In [0]:
# Spark Session
from pyspark.sql import SparkSession
spark = (
        SparkSession
        .builder
        .appName("Optimizing Shuffles")
        .config("spark.executors.cores",4)
        .config("spark.cores.max", 16)
        .config("spark.executor.memory", '512M')
        .getOrCreate()
)
spark


> IMP: In a Spark Standalone master, the defaut parallelism will be shown as 16 as per the configs we have specified in 'spark.config' above

In [0]:
master_url = spark.sparkContext.master
if master_url.startswith("spark://"):
    print("Spark Master URL:", master_url)
else:
    print("Not connected to a Spark standalone master.")

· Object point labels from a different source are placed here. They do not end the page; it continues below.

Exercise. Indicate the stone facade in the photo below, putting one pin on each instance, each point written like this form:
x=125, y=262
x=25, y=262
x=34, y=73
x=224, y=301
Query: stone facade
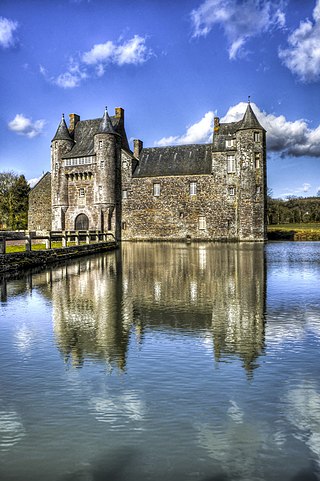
x=39, y=214
x=199, y=192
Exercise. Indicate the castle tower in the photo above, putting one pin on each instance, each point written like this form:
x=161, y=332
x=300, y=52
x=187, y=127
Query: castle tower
x=107, y=147
x=251, y=148
x=61, y=144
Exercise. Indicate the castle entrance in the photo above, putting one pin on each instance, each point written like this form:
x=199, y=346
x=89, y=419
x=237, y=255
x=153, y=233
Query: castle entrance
x=81, y=222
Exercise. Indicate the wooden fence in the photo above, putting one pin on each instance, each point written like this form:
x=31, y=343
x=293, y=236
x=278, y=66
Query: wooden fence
x=84, y=236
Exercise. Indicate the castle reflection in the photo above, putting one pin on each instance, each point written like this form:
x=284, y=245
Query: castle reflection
x=215, y=292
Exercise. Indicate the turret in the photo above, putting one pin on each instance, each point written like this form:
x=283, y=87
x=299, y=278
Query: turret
x=60, y=145
x=107, y=143
x=251, y=146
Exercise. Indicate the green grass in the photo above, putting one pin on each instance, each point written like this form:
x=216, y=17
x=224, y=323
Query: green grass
x=295, y=231
x=289, y=227
x=12, y=249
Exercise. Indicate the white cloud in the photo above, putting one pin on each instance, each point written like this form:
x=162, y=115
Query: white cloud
x=32, y=182
x=200, y=132
x=7, y=29
x=293, y=138
x=240, y=21
x=289, y=138
x=302, y=56
x=24, y=126
x=95, y=61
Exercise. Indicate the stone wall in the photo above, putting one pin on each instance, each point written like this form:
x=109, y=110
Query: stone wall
x=210, y=214
x=39, y=214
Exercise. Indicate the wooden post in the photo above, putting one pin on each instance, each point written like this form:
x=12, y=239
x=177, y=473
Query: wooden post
x=28, y=243
x=64, y=239
x=2, y=245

Not connected to a Spark standalone master.


%md
- We are connected to a local master (Since we are not connected to a Spark standalone master): 
Master
local[8]
- If you are running Spark locally (e.g., in local[*] mode), the default parallelism is typically set to the number of threads/cores available.
- If your environment has 8 cores, Spark will set default parallelism to 8 as shown below.


In [0]:
print(spark.sparkContext.master)

local[8]


In [0]:
# Check default parallelism
spark.sparkContext.defaultParallelism

Out[14]: 8

In [0]:
# Disable Adaptive Query Engine(AQE) and Broadcast Join
spark.conf.set("spark.sql.adaptive.enabled", False)
spark.conf.set("spark.sql.adaptive.coalescePartitions.enabled", False)
spark.conf.set("spark.sql.adaptive.autoBroadcastJoinThreshold", -1)

In [0]:
# Read EMP CSV file with 10 million records
_schema = "first_name string, last_name string, job_title string, dob date, email string, phone string, salary double, department string, department_id integer"
emp = spark.read.option("header",True).schema(_schema).csv("/data/input/datasets/employee_records.csv")

IMPORTANT NOTE:
- Option values: In Spark, options typically expect string values, so it's more correct to pass "true" (string) instead of True (boolean).
- Use --> option("header", "true"), instead of this --> option("header",True)

In [0]:
# Find out AVG Salary as per Department
from pyspark.sql.functions import avg
emp_avg = emp.groupBy("department_id").agg(avg("salary").alias("avg_sal"))


In [0]:
# Write data for Performance Benchmarking
emp_avg.write.format("noop").mode("overwrite").save()

In [0]:
from pyspark.sql.functions import spark_partition_id

emp.withColumn("partition_id", spark_partition_id()).where("partition_id=0").show(truncate=False)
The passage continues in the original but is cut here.